Nigerian presidency spokesman Segun Adeniyi said four memoranda of understanding would be signed during the visit, including what he described as the biggest gas deal the African country has signed with a foreign partner.
Gazprom said in February it was close to sealing a $2.5 billion oil and gas exploration deal that would create a 50/50 joint venture with the state-run Nigerian National Petroleum Corp NNPC.
Russian President Dmitry Medvedev travels to Nigeria’s capital Abuja today to meet with President Umaru Yar’Adua and promote Moscow’s economic interests in Africa’s most populous country and its biggest oil exporter.
“A number of intergovernmental agreements are expected to be signed after the talks in Abuja, including a document on the founding of a joint venture between Gazprom and Nigeria’s NNPC,” said a senior Kremlin official, who asked not to be named.

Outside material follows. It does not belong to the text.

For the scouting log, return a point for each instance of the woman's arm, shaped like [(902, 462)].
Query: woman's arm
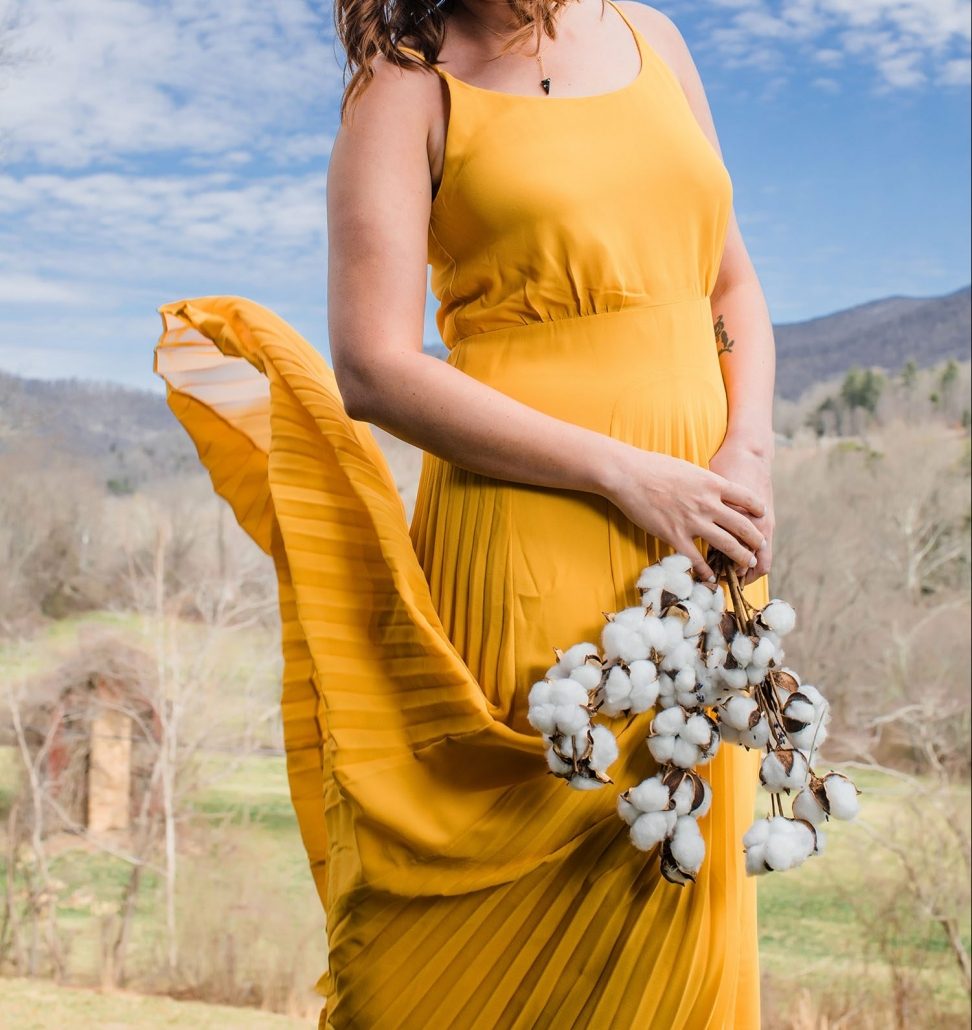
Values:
[(379, 198), (747, 352)]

An NNPC official also confirmed the planned signing, but declined to provide details.
Nigeria has the world’s seventh-largest proven gas reserves and the Gazprom deal could strengthen Russia’s position as a supplier of natural gas to North America and Europe.
Adeniyi said other deals to be signed included an agreement on nuclear energy development and on investment promotion between the two nations.
Opinion divided
A senior Gazprom source told Reuters in February that 90 % of the $2.5 billion investment in Nigeria would go towards developing the country’s domestic gas production, processing and transportation.
Despite Nigeria’s vast gas reserves it has been unable to develop its gas industry to anywhere near full potential because of a lack of funds and regulation.
Some industry experts in Europe see Russia’s deals with African OPEC members like Nigeria as an attempt to increase control on Europe’s natural gas supplies.
Gazprom, which already provides a quarter of Europe’s gas, has in the past said that investing in Nigeria’s liquefied natural gas  makes strategic sense as it is much closer to its main North American market than Russia.
The planned deal has divided opinion in Nigeria.